【読書感想文の書き方】苦手な読書感想文を楽しく書いて、審査員を感心させる3つの方法

現在41歳の専業主婦です。

読書は好きでたくさん読み読書感想文も得意だった

子供の時から本を読むことが大好きでした。その一番の要因は、実家が本屋を営んでいたことがとても大きいです。お店からカバーがかかっていない本を拝借しては綺麗に読み、また店に戻すという毎日を過ごしていました。
特に純文学が大好きで、小学校低学年の時からすでに三島由紀夫などを読んでいたものです。漢字を覚えるのも早く、言葉のボキャブラリーも同じ歳の子に比べて多かったと思います。元々あまり活発な性格ではないのですが、自分で空想した物語を友達に話して聞かせたり、紙に書いてみんなに読んでもらうことが大好きでした。
当然読書感想文も得意中の得意分野でした。自分では特にうまく書こうとは思っていなくても、すらすらと思ったことを書くだけで、毎年のように読書感想文コンクールに入選していました。自分だけの感想文を書くのでは物足りず、読書感想文が苦手な友達の分も書かせてもらっていたりしました。(ちなみにその子の感想文もコンクールに入選していました)

自然と賞を取っていた自分と友達には3つの違いがあった

「いつも賞を取ってすごいね」と友達に言われるたびに歯がゆい気持ちになり、さらに「何を書いていいか全く鉛筆が進まない」と悩む友人に対して不思議な気持ちでいました。
そしてある時、なぜ自分と友達との文章の間に違いがあるのか比較してみることにしたのです。
そこでは主に三つの違いがありました。

審査員を感心させる3つの方法

まず一つ目は、「ですます調で書かない」ということです。

私は小学校1年生の時の感想文からすでに、文末は「である」「ではないか」など論文のような文体を使用していました。純文学ばかり読んでいた影響もあったと思います。周りを見渡せば8割の友達が「ですます調」で感想文を書いていたので、その中でも「である」という文末を多用することで、大人びた知的な印象を審査員に与えていたと思います。

二つ目は、起承転結を意識して書くということです。

特に一番大事なのは、「起」の部分です。これは読み手へのインパクトを残すつかみの部分です。武者小路実篤の『友情』を例にしてみると、多くの人が「私は武者小路実篤の友情という本を読みました。」から始まるのに対し、私の場合は「真の友情は恋愛の前では無力なのか?」という文章で始めます。話のきっかけになる部分を最初にどーんと提示するやり方です。このことにより、「何かこのコの感想文からは別な臭いがするぞ」という印象を与えることができます。

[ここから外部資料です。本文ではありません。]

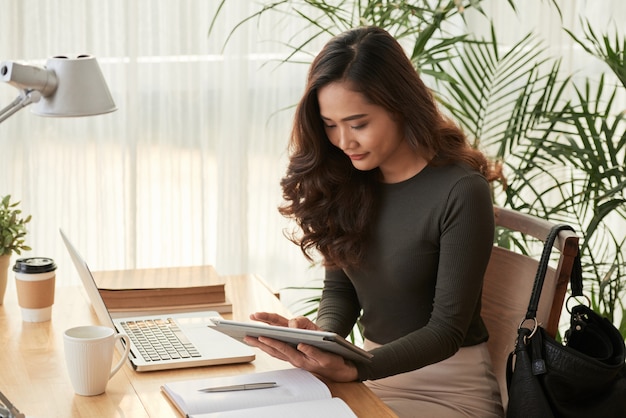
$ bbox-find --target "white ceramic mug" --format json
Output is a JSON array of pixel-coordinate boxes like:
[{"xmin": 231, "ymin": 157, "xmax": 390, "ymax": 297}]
[{"xmin": 63, "ymin": 325, "xmax": 130, "ymax": 396}]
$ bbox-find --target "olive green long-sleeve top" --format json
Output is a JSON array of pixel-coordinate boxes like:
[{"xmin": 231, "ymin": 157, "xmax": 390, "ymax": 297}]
[{"xmin": 317, "ymin": 165, "xmax": 494, "ymax": 380}]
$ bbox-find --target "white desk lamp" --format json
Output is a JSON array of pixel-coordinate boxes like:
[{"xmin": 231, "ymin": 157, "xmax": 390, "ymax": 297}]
[{"xmin": 0, "ymin": 55, "xmax": 117, "ymax": 123}]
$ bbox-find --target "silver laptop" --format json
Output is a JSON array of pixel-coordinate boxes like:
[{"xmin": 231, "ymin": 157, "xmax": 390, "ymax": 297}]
[{"xmin": 59, "ymin": 230, "xmax": 255, "ymax": 372}]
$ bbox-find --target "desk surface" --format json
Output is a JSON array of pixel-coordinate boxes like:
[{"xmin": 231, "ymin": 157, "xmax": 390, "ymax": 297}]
[{"xmin": 0, "ymin": 275, "xmax": 395, "ymax": 418}]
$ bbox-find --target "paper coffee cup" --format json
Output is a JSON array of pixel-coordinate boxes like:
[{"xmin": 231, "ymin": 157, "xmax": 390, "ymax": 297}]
[{"xmin": 13, "ymin": 257, "xmax": 57, "ymax": 322}]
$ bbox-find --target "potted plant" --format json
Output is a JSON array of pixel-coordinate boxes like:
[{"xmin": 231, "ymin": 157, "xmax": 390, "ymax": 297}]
[{"xmin": 0, "ymin": 195, "xmax": 31, "ymax": 305}]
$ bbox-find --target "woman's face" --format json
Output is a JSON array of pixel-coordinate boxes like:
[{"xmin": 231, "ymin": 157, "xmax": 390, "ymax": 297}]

そして最後のポイントにして一番肝になる部分が、その小説に対して不特定多数の人が抱く感想は書かないということです。

友情がテーマの小説であれば、「友情とはかけがえのないものだと思います」という感想では多くの感想文に埋もれてしまいます。どんなに読みやすく文体が綺麗な感想文を書いても、印象に残らないと意味がありません。あえて「本当に友情が全てなんだろうか?」という視点で読み進め、それについて論じる方が審査員の気持ちを引き寄せることができます。(まれに子供らしい素直な感想文を求める先生にあたってしまうと、審査に漏れてしまう可能性はありますが・・・。)
そのための裏技として、その小説に対する書評をネットなどで検索しておいて、多くの人が抱きやすい感想を頭に入れておくと良いでしょう。意識して別な角度から読むことができ、感想文の文脈を思い浮かべながら本を読み進めることができます。

以上三つのポイントから、周りとは違う「うまい!」と唸らせる読書感想文を書くコツについて紹介してきました。
読書感想文は苦手だなと思っている人はもちろん、どうせ書くなら冊子に残るような感想文を書きたい!という意欲のある人にもおすすめの方法です。